Much has been written about how a child’s environment can hurt or help their development in the first crucial years of life. Researchers have established that poor children who grow up in poor neighborhoods are less likely to succeed than poor children who grow up in wealthier neighborhoods, and last month, I wrote about how a person’s chance of success plays out on the level of a city block.
Zooming in even farther, in a recent study from Case Western Reserve University, in Cleveland, social scientists wanted to see if a home’s physical condition could be linked to a child’s academic performance. They also wanted to see if dilapidated housing correlated with a higher risk of child abuse, residential instability and lead poisoning, which are also known to hurt academic outcomes in the first years of school.
Cleveland, like other post-industrial Rust Belt cities, has struggled with urban decay and property abandonment since manufacturing jobs (and the people who worked them) began leaving decades ago. The city’s residents, who are mostly African American, were disproportionately affected by the housing crisis. And about 40 percent of Cleveland’s kindergarteners have tested positive for lead poisoning at some point in their short lives.

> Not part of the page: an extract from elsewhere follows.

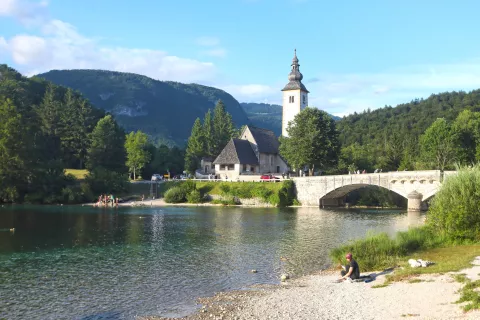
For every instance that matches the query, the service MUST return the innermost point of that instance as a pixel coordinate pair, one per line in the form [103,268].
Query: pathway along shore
[317,297]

All these factors seem to be hurting Cleveland’s youngest residents. In their study, the researchers at Case Western looked at the literacy scores of the 13,762 children who entered kindergarten in Cleveland public schools between 2007 and 2010. Then, drawing on public records, they compared those children’s literacy scores to various assessments of the houses they grew up in—including home-quality ratings, property values, and foreclosure and vacant-property rates. They also factored in unpaid property taxes and other liens, which are often signs that a home is falling into disrepair.